Gross profit totaled $181.3 million, compared with $189.5 million in the prior-year period. Despite the revenue decline, gross profit margin expanded 440 basis points year-over-year to 34.4%, driven by a higher contribution from higher-margin businesses.
Selling, general, and administrative (SG&A) expenses were $170.4 million, or 32.3% of revenue, compared with $166.8 million, or 26.4% of revenue, in the prior-year period. On an adjusted basis—excluding transaction costs, changes in contingent consideration, weather events and other non-recurring items—Adjusted SG&A was $165.8 million, or 31.4% of revenue, compared with $163.8 million, or 25.9% of revenue, in the prior year.
Interest expense was $14.7 million, or 2.8% of revenue, compared with $18.2 million, or 2.9% of revenue, in the prior-year period, reflecting lower interest rates and reduced inventory levels.

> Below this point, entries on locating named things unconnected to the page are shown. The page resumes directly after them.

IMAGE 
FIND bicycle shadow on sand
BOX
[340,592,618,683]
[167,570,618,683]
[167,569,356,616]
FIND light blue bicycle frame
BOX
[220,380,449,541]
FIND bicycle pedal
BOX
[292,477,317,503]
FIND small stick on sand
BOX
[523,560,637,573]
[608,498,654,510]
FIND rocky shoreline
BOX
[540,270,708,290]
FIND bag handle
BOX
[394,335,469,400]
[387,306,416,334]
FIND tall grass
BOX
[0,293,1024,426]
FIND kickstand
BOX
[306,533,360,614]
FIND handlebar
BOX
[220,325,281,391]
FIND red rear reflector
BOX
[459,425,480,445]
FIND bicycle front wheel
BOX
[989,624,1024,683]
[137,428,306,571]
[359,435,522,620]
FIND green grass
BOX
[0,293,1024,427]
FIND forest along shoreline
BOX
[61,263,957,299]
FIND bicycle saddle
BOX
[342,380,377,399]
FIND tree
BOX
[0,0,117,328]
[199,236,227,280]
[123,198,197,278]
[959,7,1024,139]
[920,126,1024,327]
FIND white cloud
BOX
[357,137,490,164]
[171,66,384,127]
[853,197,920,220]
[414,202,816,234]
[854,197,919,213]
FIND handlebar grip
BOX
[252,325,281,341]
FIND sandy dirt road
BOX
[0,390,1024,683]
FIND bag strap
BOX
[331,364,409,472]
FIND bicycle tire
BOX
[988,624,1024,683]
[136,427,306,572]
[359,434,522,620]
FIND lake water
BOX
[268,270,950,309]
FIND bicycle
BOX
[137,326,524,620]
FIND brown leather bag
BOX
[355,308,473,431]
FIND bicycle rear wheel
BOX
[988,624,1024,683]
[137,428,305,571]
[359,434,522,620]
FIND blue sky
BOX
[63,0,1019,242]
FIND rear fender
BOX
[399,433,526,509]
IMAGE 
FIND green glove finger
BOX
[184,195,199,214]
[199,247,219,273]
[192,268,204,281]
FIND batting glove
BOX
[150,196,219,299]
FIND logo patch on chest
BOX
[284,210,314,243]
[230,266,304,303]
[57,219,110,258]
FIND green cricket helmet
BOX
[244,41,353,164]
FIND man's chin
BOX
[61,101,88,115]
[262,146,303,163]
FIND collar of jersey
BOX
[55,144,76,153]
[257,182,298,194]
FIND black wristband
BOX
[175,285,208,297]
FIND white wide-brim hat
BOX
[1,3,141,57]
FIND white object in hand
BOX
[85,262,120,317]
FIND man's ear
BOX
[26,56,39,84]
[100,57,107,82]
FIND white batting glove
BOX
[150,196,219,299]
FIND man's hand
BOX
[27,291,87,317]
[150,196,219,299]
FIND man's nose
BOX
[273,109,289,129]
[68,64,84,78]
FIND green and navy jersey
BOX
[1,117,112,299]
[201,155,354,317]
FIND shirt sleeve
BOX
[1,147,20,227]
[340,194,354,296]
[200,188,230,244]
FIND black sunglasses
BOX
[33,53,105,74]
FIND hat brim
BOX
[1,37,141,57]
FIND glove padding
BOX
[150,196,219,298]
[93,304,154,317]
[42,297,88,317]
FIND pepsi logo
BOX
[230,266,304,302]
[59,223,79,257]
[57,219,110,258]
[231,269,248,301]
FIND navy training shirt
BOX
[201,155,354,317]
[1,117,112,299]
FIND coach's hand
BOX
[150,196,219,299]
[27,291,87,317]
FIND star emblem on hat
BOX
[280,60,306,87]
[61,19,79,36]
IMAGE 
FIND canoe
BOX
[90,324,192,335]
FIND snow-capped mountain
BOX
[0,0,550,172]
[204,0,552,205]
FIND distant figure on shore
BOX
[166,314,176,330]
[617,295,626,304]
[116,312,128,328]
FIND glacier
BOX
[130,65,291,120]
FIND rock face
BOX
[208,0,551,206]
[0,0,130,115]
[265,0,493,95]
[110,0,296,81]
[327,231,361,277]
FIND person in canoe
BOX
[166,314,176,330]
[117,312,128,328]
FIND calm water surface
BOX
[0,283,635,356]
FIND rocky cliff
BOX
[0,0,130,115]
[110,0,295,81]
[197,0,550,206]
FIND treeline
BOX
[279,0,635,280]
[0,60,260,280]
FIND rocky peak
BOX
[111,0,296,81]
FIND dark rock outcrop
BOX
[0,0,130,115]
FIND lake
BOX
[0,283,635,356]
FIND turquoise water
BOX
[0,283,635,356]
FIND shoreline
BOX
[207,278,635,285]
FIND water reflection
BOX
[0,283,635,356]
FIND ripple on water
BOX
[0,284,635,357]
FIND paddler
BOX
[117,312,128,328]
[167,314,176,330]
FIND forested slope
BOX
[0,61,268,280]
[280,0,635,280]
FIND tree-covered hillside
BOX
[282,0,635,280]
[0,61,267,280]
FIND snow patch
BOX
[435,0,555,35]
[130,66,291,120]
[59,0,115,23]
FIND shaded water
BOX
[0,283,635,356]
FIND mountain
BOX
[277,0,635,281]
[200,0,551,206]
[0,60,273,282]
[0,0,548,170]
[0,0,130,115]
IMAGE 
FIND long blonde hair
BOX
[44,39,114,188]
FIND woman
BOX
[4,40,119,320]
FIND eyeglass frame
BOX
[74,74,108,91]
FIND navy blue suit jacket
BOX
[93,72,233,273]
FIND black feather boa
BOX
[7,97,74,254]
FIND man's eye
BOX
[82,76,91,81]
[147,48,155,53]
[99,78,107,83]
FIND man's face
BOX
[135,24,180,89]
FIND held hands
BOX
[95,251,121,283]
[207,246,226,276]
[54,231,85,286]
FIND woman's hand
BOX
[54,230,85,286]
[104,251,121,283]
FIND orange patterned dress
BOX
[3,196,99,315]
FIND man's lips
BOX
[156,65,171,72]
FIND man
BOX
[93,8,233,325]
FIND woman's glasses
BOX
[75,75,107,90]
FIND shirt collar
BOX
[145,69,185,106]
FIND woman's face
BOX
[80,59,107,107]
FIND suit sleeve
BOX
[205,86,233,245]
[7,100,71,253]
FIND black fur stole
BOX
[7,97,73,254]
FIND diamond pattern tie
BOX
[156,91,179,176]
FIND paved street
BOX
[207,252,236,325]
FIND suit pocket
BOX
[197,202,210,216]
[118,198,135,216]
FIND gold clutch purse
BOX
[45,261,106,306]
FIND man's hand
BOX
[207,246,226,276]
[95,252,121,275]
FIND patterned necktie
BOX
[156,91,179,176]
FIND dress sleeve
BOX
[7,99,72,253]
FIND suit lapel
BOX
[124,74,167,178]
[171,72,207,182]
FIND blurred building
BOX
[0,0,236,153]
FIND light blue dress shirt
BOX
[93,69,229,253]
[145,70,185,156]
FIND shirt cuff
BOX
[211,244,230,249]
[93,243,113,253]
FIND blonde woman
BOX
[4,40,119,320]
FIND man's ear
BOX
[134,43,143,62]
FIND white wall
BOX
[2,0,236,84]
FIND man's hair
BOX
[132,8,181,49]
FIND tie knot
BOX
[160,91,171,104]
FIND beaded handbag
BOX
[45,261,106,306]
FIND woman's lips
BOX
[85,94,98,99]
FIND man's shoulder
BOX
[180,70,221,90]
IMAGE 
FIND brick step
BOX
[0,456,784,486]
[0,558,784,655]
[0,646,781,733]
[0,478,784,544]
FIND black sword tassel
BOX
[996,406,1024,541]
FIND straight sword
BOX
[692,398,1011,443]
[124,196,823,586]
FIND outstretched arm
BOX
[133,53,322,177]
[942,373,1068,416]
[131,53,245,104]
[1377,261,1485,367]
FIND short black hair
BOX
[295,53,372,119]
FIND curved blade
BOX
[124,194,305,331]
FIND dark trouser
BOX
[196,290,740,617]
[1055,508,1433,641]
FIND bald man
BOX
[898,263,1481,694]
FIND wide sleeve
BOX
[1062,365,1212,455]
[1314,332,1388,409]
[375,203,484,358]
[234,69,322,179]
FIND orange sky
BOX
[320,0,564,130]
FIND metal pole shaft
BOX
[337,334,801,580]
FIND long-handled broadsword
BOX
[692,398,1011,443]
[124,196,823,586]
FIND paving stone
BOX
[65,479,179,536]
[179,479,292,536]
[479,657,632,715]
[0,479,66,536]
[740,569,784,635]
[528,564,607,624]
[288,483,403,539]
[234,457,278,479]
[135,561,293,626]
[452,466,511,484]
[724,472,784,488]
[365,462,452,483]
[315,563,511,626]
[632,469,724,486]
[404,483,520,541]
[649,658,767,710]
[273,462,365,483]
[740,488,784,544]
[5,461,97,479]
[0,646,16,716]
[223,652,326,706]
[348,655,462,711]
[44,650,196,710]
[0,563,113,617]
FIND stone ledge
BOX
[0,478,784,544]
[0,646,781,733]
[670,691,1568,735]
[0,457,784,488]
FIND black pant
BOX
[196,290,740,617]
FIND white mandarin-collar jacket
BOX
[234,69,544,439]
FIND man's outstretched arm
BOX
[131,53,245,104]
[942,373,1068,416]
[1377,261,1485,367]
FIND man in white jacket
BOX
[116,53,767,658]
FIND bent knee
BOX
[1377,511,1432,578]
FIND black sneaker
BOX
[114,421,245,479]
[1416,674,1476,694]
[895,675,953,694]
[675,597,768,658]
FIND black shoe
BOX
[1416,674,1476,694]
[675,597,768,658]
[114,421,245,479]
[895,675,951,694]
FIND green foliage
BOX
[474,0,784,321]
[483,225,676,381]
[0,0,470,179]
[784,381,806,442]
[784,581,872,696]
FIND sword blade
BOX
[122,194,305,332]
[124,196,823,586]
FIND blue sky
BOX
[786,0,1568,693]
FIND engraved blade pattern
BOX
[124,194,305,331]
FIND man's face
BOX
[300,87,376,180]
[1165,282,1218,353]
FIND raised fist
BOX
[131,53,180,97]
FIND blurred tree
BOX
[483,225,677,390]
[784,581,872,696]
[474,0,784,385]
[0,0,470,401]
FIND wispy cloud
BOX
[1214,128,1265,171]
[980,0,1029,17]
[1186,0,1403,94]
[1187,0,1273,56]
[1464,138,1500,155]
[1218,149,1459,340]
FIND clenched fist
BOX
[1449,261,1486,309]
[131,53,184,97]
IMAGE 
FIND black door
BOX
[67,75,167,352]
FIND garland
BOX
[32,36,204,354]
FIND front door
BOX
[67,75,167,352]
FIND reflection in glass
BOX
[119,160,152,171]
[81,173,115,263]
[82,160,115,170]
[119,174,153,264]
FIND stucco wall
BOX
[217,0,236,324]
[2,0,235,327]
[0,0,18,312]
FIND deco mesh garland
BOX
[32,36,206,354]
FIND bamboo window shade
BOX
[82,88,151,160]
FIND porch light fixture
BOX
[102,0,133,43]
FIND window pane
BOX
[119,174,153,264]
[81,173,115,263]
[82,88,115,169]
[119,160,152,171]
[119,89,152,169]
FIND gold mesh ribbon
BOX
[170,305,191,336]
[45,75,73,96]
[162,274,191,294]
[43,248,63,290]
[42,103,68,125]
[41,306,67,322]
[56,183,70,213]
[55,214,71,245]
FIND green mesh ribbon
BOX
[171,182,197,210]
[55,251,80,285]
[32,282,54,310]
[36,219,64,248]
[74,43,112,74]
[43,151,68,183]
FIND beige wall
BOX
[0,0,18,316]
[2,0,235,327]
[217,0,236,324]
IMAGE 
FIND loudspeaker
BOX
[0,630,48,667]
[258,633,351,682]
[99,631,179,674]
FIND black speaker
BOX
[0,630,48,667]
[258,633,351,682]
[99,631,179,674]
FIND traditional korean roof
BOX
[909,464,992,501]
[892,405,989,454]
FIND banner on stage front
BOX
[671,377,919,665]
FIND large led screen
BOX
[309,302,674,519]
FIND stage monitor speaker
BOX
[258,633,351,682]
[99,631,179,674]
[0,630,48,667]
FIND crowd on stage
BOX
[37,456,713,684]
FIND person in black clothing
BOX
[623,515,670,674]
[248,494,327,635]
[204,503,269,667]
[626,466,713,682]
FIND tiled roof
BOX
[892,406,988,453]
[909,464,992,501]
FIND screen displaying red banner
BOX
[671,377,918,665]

MarineMax reported a net loss of $2.6 million, or $0.12 per share, compared with net income of $3.3 million, or $0.14 per diluted share, in the prior-year period. Adjusted net income was $0.9 million, or $0.04 per diluted share, compared with adjusted net income of $5.5 million, or $0.24 per diluted share, in the prior year.
Adjusted EBITDA for the quarter was $23.9 million, compared with $30.9 million in the prior-year period.
Cash and cash equivalents were $189.1 million at quarter end, compared with $203.5 million in the prior-year period and $170.4 million at the end of fiscal 2025. Inventories totaled $845.4 million, down from $973.4 million in the prior-year period.
Based on current business conditions and retail marine industry trends, MarineMax reaffirmed its fiscal 2026 expectations for Adjusted EBITDA in the range of $110 million to $125 million and adjusted net income in the range of $0.40 to $0.95 per diluted share. The company noted these projections exclude the potential impact of material acquisitions or other unforeseen developments, including changes in tariffs, international hostilities and broader macroeconomic conditions.
MarineMax Chief Executive Officer and President Brett McGill said the company’s second-quarter results reflected industry headwinds in retail boat sales, but that higher-margin businesses provided “balance, stability and growth,” helping offset pressure from declining boat revenue.
McGill also cited performance from areas the company has expanded, including finance and insurance, superyacht services, marinas and parts and service. He added that near-term market conditions remain pressured by geopolitical and macroeconomic uncertainty, including international concerns from tariffs, while long-term fundamentals of the recreational marine market remain strong.
MarineMax will discuss its fiscal 2026 second-quarter financial results on a conference call starting at 10:00 a.m. ET. The call can be accessed via the Investors section of the company’s website or by dialing 877-407-0789 (U.S. and Canada) or 201-689-8562 (International). An online replay will be available within one hour of the conclusion of the call and will be archived on the website for one year.